Please address this issue so that other users can follow the instructions and enjoy the Gradio app with VILA v1.5! Thanks!

kentang-mit commented 1 month ago

Hi @gigony,

Thanks for your interest! We recommend setting up a new environment to run AWQ+TinyChat since the VILA environment will override PyTorch in the AWQ+TinyChat environment and cause problems you mentioned. We apologize for the missing file and @ys-2020 is going to upload it to GitHub soon.

Best, Haotian

ys-2020 commented 1 month ago

Hi @gigony , we have uploaded python vlm_demo_new.py. Thank you for pointing this out and sorry for the inconvenience.

rahulthakur319 commented 1 month ago

Hi @gigony,

Thanks for your interest!

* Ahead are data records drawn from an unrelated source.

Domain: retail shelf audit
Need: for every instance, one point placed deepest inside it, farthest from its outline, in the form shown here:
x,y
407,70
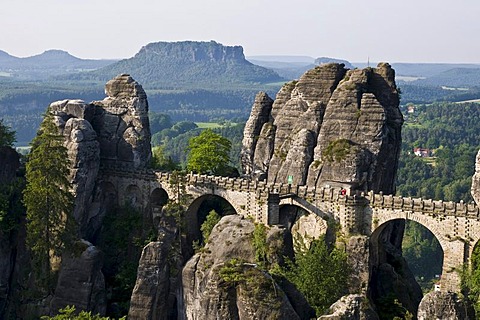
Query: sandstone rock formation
x,y
113,134
121,122
337,127
151,296
223,281
443,305
9,164
334,126
351,307
81,282
476,180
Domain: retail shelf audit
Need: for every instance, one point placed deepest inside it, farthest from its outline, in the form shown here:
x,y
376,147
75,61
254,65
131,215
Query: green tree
x,y
207,226
48,200
320,273
7,136
161,161
209,153
69,313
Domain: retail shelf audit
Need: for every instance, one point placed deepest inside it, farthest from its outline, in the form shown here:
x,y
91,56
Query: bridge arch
x,y
133,196
304,225
158,199
453,249
109,195
197,213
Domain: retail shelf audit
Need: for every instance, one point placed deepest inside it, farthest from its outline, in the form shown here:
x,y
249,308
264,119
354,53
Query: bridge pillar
x,y
453,260
273,209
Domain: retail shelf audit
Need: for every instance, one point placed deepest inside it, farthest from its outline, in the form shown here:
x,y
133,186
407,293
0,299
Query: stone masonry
x,y
455,225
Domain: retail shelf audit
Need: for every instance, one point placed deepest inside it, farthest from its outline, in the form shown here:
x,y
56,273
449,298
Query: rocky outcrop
x,y
150,297
390,277
351,307
81,282
443,305
334,126
74,117
260,115
114,134
9,164
223,282
121,122
476,180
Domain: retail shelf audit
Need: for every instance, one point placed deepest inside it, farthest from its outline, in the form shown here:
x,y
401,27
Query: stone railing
x,y
311,194
429,206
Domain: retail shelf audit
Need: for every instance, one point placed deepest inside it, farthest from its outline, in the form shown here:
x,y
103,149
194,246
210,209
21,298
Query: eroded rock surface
x,y
81,282
443,305
223,282
351,307
150,297
476,180
334,126
121,123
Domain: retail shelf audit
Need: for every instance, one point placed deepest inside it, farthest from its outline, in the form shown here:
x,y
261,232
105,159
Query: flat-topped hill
x,y
189,64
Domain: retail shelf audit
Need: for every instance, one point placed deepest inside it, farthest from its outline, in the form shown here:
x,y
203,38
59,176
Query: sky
x,y
355,30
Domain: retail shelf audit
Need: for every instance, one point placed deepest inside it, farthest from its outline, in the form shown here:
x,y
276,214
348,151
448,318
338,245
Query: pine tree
x,y
48,200
7,136
209,153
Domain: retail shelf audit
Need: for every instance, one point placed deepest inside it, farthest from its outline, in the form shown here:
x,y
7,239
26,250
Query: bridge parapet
x,y
429,206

We recommend setting up a new environment to run AWQ+TinyChat since the VILA environment will override PyTorch in the AWQ+TinyChat environment and cause problems you mentioned. We apologize for the missing file and @ys-2020 is going to upload it to GitHub soon.

Best, Haotian

Thanks for the great work. I ran into the same issue.

Can you please confirm what should be the ideal environment, Ubuntu 22.04 with CUDA 11.x libraries to support both AWQ+TinyChat and VILA?

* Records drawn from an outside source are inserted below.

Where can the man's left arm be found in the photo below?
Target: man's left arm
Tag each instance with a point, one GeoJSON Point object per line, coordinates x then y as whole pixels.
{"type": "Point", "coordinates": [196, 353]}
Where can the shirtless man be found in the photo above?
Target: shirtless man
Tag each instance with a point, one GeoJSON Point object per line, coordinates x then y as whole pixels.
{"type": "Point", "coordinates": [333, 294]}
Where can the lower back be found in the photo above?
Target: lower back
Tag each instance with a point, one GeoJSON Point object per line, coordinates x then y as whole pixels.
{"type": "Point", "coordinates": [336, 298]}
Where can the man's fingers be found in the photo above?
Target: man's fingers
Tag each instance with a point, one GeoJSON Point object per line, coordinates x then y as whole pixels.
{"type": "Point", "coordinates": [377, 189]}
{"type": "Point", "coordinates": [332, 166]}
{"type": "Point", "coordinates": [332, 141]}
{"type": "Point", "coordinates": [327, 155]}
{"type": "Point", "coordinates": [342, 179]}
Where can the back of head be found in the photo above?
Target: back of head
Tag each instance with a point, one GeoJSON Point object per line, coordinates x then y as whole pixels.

ys-2020 commented 1 month ago

HI @rahulthakur319 , I think either CUDA 11.x or 12.x will work. The only thing you should be careful about is your current PyTorch version. For example, if you compile awq_inference_engine through python setup.py install with torch 2.3, then install VILA, which may automatically change the torch version, you may meet the error of undefined symbol in awq_inference_engine.

If that is the case, you may need to re-install awq_inference_engine with python setup.py install (remember to clean the pre-built files). Or you can set up a new environment as suggested by @kentang-mit .

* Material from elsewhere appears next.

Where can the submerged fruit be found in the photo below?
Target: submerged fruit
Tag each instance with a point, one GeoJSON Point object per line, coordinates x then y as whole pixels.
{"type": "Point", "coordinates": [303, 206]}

hkunzhe commented 1 month ago

@rahulthakur319, you can install VILA firstly and the llm-awq, and ensure the version of PyTorch is fixed at 2.0.1. The following script can successfully run VILA1.5-3b/13b/40b-AWQ from Docker nvidia/cuda:11.8.0-devel-ubuntu22.04.

# Install VILA firstly
pip install --upgrade pip
pip install torch==2.0.1 torchvision==0.15.2 torchaudio==2.0.2 --index-url https://download.pytorch.org/whl/cu118
wget https://github.com/Dao-AILab/flash-attention/releases/download/v2.4.2/flash_attn-2.4.2+cu118torch2.0cxx11abiFALSE-cp310-cp310-linux_x86_64.whl
pip install flash_attn-2.4.2+cu118torch2.0cxx11abiFALSE-cp310-cp310-linux_x86_64.whl --extra-index-url https://download.pytorch.org/whl/cu118

git clone https://github.com/Efficient-Large-Model/VILA.git
pip install setuptools_scm --index-url=https://pypi.org/simple
pip install -e .
pip install -e ".[train]"

pip install git+https://github.com/huggingface/transformers@v4.36.2
site_pkg_path=$(python3 -c 'import site; print(site.getsitepackages()[0])')
cp -rv ./llava/train/transformers_replace/* $site_pkg_path/transformers/

# Then install llm-awq
git clone https://github.com/mit-han-lab/llm-awq && cd llm-awq && pip install -e .
cd awq/kernels
python3 setup.py install

@ys-2020 BTW, does VILA support torch version higher than 2.0.1?